Default Values with Mutable Types

Both NamedTuple and dataclass handle mutable defaults differently:

from dataclasses import dataclass, field
from typing import NamedTuple

# Dataclass - use field() for mutable defaults
@dataclass
class Team:
name: str
members: list = field(default_factory=list)

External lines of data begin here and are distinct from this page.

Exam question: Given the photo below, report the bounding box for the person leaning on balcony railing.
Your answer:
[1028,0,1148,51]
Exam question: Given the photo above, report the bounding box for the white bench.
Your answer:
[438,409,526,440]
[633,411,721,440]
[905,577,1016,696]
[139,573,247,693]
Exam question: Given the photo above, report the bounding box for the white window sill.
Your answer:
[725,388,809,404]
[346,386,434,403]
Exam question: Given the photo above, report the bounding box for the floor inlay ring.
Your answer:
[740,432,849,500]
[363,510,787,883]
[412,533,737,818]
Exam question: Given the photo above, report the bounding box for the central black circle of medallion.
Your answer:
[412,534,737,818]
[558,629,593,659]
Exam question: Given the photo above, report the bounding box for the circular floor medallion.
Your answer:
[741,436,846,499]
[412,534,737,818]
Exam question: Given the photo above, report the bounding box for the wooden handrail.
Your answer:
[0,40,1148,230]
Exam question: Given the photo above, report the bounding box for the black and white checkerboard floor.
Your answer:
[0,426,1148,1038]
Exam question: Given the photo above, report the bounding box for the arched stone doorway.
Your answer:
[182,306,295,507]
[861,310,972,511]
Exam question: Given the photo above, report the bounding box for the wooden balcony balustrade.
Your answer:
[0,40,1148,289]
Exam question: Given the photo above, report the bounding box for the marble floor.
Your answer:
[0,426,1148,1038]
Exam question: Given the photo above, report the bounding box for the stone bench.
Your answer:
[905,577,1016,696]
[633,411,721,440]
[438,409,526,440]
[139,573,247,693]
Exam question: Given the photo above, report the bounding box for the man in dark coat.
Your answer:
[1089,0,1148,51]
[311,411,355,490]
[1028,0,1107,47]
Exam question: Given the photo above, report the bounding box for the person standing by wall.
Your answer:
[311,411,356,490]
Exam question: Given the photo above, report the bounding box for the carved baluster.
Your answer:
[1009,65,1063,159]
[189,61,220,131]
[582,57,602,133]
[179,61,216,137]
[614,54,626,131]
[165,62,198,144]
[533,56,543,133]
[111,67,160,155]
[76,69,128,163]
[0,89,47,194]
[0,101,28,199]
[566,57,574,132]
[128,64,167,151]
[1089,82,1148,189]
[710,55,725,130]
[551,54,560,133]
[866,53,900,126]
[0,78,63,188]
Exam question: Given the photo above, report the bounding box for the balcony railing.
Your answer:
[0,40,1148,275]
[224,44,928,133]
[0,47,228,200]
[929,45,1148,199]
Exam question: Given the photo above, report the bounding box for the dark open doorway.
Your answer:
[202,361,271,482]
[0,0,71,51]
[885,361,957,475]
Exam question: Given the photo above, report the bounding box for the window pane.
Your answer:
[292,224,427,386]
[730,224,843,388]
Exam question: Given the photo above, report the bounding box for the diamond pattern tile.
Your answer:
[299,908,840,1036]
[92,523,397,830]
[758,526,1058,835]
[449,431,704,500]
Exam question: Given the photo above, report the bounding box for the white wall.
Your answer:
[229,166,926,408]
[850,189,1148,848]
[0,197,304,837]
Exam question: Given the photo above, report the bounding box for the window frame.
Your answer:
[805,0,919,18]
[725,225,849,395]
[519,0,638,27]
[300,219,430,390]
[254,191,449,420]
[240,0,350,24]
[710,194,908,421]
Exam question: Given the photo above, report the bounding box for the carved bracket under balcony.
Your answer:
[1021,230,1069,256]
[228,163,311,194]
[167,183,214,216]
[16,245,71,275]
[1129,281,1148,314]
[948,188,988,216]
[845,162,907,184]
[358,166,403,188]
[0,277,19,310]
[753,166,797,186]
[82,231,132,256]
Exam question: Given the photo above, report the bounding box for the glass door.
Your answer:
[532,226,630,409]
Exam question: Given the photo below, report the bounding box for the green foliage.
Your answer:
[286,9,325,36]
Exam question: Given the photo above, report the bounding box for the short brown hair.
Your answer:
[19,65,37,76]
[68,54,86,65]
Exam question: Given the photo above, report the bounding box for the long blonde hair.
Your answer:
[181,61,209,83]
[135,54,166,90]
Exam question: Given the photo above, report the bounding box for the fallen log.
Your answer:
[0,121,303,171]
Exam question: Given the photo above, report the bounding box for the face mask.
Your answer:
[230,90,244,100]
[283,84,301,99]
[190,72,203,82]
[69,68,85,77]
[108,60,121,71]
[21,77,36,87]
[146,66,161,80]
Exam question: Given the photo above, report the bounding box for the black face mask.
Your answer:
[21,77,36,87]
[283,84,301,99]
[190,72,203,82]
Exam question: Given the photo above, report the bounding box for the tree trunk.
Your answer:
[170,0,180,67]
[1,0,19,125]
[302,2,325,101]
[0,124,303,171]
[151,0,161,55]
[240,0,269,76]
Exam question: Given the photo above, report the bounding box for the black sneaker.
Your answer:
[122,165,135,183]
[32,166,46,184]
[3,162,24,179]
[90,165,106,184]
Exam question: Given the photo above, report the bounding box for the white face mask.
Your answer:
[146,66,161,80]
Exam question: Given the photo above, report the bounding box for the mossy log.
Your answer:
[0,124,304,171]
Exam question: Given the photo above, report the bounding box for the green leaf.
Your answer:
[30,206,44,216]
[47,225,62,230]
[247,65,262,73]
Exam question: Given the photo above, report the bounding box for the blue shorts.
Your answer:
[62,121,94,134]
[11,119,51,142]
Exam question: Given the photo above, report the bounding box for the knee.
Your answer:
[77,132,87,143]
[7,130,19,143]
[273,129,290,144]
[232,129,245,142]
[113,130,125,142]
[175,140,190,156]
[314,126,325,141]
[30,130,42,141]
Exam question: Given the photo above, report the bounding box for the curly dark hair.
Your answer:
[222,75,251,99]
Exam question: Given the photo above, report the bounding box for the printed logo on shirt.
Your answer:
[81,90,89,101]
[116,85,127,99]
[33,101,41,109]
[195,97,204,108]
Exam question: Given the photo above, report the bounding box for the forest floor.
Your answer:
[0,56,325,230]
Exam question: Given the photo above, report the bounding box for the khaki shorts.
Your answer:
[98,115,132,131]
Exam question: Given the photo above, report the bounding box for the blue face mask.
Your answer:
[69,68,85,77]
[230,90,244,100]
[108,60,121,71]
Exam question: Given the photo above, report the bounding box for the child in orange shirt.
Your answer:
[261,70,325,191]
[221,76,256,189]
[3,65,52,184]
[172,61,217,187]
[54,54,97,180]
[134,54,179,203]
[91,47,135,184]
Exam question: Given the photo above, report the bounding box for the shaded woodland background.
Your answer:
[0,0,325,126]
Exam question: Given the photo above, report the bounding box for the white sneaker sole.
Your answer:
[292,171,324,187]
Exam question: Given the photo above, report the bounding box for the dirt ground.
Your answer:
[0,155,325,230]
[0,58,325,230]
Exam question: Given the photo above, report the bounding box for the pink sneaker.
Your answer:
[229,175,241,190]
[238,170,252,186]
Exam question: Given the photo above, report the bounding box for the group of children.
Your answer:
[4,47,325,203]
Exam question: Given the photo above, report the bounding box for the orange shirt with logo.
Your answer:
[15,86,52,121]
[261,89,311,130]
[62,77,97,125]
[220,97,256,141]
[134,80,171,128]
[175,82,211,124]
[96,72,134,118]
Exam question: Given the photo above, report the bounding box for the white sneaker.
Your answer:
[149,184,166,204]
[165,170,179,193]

# NamedTuple - no direct mutable defaults
class Team(NamedTuple):
name: str
members: tuple = () # Use immutable type instead
warning

Never use mutable default values like members: list = [] in dataclasses. Each instance would share the same list object. Always use field(default_factory=list).

Inheritance

Dataclasses support inheritance naturally:

from dataclasses import dataclass

@dataclass
class Person:
name: str
age: int

@dataclass
class Employee(Person):
employee_id: str
department: str = "General"

emp = Employee("Alice", 30, "E001", "Engineering")
print(emp) # Employee(name='Alice', age=30, employee_id='E001', department='Engineering')
note

NamedTuple inheritance is more limited and less intuitive.

Performance Comparison

from dataclasses import dataclass
from typing import NamedTuple
import sys

class UserClass:
def __init__(self, id, name):
self.id = id
self.name = name

class UserTuple(NamedTuple):
id: int
name: str

@dataclass
class UserData:
id: int
name: str

@dataclass(slots=True)
class UserSlots:
id: int
name: str

# Memory comparison
instances = [
UserClass(1, "A"),
UserTuple(1, "A"),
UserData(1, "A"),
UserSlots(1, "A")
]

for obj in instances:
print(f"{type(obj).__name__}: {sys.getsizeof(obj)} bytes")

Output:

UserClass: 56 bytes
UserTuple: 56 bytes
UserData: 56 bytes
UserSlots: 48 bytes
note

NamedTuple typically uses the least memory, followed by dataclass with slots.

Conversion Between Types

from dataclasses import dataclass, asdict, astuple
from typing import NamedTuple

@dataclass
class User:
id: int
name: str

user = User(1, "Alice")

# To dictionary
user_dict = asdict(user) # {'id': 1, 'name': 'Alice'}

# To tuple
user_tuple = astuple(user) # (1, 'Alice')

# From dictionary
user_from_dict = User(**user_dict)

When to Use Each

Use Regular Class When:

  • Object has significant behavior (methods)
  • Complex initialization logic required
  • Need full control over all aspects

Use NamedTuple When:

  • Immutability is required
  • Need tuple unpacking or indexing
  • Memory efficiency is critical
  • Using as dictionary keys

Use Dataclass When:

  • Primary purpose is storing data
  • Need mutable instances (default) or immutable (frozen=True)
  • Want automatic method generation
  • Need default values and type hints
# NamedTuple: Coordinates that shouldn't change
class Point(NamedTuple):
x: float
y: float

# Dataclass: Configurable settings
@dataclass
class Settings:
theme: str = "dark"
font_size: int = 12

# Regular class: Complex behavior
class DatabaseConnection:
def __init__(self, host, port):
self.host = host
self.port = port
self._connection = None

def connect(self):
# Connection logic
pass
note

Python 3.10+ dataclasses with slots=True approach NamedTuple memory efficiency while retaining mutability and easier inheritance.

Default to dataclass for most data-holding needs. Choose NamedTuple when immutability and tuple compatibility are essential. Reserve regular classes for objects with complex behavior.